Schmolz & Bickenbach AG (STLN) will focus more strongly on steel-production units to help improve earnings by 230 million euros ($303 million) and said it will examine strategic options for the German part of its distribution business.
Schmolz, based in Emmenbruecke, Switzerland, said in a statement its growth and profitability program covers all areas of the business and forecast about 100 million euros in cost reductions and efficiency gains. As a result of the revamp, Schmolz will have earnings before interest, taxes, amortization and depreciation of more than 300 million euro by 2016, it said.
“In light of the depressing underlying fundamentals in Europe the cost measures are highly welcome,” Patrick Rafaisz, an analyst at Bank Vontobel in Zurich, said in a note to investors. “Margins could prove better than assumed today if Distribution is being scaled down.”
The Swiss steelmaker last week rejected a proposal for a 434 million-franc ($462 million) capital increase from its main shareholder, Schmolz & Bickenbach GmbH & Co. KG, and Russian billionaire Viktor Vekselberg’s Renova Group and proposed a smaller share sale of 330 million francs instead to shore up finances.
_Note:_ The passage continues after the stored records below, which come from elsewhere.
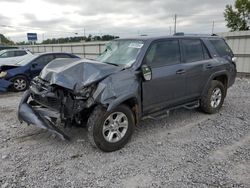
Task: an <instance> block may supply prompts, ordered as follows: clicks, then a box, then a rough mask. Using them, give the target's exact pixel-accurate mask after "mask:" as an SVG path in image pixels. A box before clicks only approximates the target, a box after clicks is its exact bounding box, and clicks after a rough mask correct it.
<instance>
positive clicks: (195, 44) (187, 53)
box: [182, 39, 203, 62]
mask: <svg viewBox="0 0 250 188" xmlns="http://www.w3.org/2000/svg"><path fill="white" fill-rule="evenodd" d="M182 46H183V53H184V59H185V62H194V61H201V60H203V50H202V44H201V41H200V40H198V39H184V40H182Z"/></svg>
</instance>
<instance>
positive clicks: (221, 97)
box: [201, 80, 226, 114]
mask: <svg viewBox="0 0 250 188" xmlns="http://www.w3.org/2000/svg"><path fill="white" fill-rule="evenodd" d="M225 96H226V88H225V86H224V85H223V84H222V83H221V82H220V81H217V80H212V81H211V83H210V86H209V88H208V90H207V92H206V94H205V95H204V96H202V98H201V110H202V111H204V112H205V113H208V114H214V113H217V112H218V111H219V110H220V108H221V107H222V105H223V102H224V99H225Z"/></svg>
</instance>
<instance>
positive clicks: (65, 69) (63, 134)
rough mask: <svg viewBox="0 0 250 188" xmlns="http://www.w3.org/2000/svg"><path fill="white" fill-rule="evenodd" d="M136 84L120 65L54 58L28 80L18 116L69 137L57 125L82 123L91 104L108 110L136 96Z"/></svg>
mask: <svg viewBox="0 0 250 188" xmlns="http://www.w3.org/2000/svg"><path fill="white" fill-rule="evenodd" d="M117 73H119V74H117ZM138 87H139V85H138V82H137V77H136V75H135V73H133V72H132V71H129V70H128V69H126V70H123V68H122V67H118V66H114V65H108V64H105V63H100V62H96V61H89V60H86V59H83V60H55V61H53V62H51V63H49V64H48V65H47V66H46V67H45V68H44V69H43V71H42V72H41V74H40V75H39V77H36V78H34V79H33V80H32V81H31V84H30V89H29V90H28V91H27V92H25V94H24V96H23V98H22V100H21V103H20V105H19V111H18V117H19V120H20V121H21V122H23V121H24V122H27V123H28V124H33V125H35V126H37V127H40V128H42V129H47V130H48V131H50V132H52V133H56V134H57V135H59V136H60V137H61V138H62V139H69V137H68V136H67V135H66V134H65V133H63V131H61V130H60V129H59V127H60V126H61V127H70V126H72V125H75V124H76V125H83V124H84V123H85V122H86V121H87V120H88V117H89V116H90V114H91V113H92V111H93V109H94V108H95V106H97V105H102V106H104V107H107V110H108V111H109V110H111V109H112V108H114V107H115V106H117V105H118V104H119V103H120V102H122V101H125V100H127V99H128V98H130V97H136V96H135V95H136V94H137V93H138Z"/></svg>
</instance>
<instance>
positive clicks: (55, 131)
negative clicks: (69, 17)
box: [18, 77, 94, 140]
mask: <svg viewBox="0 0 250 188" xmlns="http://www.w3.org/2000/svg"><path fill="white" fill-rule="evenodd" d="M93 87H94V86H91V87H87V88H84V89H82V90H74V91H72V90H69V89H65V88H62V87H60V86H51V85H49V83H48V82H46V81H44V80H42V79H40V78H38V77H36V78H35V79H34V80H33V81H32V82H31V86H30V89H29V90H28V91H26V92H25V93H24V95H23V97H22V100H21V102H20V105H19V110H18V118H19V120H20V122H23V121H25V122H26V123H28V124H32V125H35V126H37V127H39V128H42V129H46V130H48V131H49V132H52V133H55V134H56V135H58V136H59V137H60V138H61V139H63V140H69V136H67V135H66V134H65V133H64V132H63V131H62V130H60V129H59V128H58V127H60V126H61V127H68V126H72V125H73V124H82V123H83V121H84V118H83V117H87V116H88V110H85V109H89V108H90V107H91V106H92V105H93V104H94V101H93V99H92V98H91V97H90V95H91V94H92V93H91V92H92V91H93V89H94V88H93ZM83 113H85V114H83Z"/></svg>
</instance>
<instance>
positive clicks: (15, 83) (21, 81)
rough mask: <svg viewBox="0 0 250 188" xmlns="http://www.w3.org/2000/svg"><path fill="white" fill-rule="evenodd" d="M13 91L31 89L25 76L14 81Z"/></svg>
mask: <svg viewBox="0 0 250 188" xmlns="http://www.w3.org/2000/svg"><path fill="white" fill-rule="evenodd" d="M12 82H13V86H12V87H13V90H14V91H16V92H20V91H25V90H26V89H28V87H29V82H28V79H27V78H26V77H25V76H17V77H15V78H13V79H12Z"/></svg>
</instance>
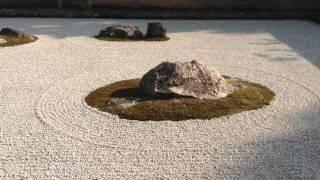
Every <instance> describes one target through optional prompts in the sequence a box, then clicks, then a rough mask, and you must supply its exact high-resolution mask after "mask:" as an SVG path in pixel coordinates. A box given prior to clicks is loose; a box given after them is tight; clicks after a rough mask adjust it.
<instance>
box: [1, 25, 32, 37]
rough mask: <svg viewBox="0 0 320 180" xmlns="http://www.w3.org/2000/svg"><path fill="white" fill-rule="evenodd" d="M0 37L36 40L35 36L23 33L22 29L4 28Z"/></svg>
mask: <svg viewBox="0 0 320 180" xmlns="http://www.w3.org/2000/svg"><path fill="white" fill-rule="evenodd" d="M0 36H11V37H15V38H25V39H31V40H32V39H34V37H33V36H31V35H29V34H27V33H25V32H23V31H22V30H20V29H15V28H8V27H7V28H3V29H1V31H0Z"/></svg>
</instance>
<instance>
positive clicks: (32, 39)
mask: <svg viewBox="0 0 320 180" xmlns="http://www.w3.org/2000/svg"><path fill="white" fill-rule="evenodd" d="M37 39H38V38H37V37H35V36H32V35H29V34H27V33H25V32H23V31H22V30H19V29H15V28H8V27H7V28H3V29H1V31H0V47H6V46H16V45H21V44H26V43H31V42H34V41H36V40H37Z"/></svg>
Schmolz’s loss-making distribution unit contributed 1.3 billion euros to a total of 3.6 billion euros in sales last year. The company was founded in 1919 and operated as a steel trader before expanding into manufacturing. The group employs around 10,000 people of whom 2,369 work in the distribution unit, which offers consulting, post-processing and delivery services related to steel orders.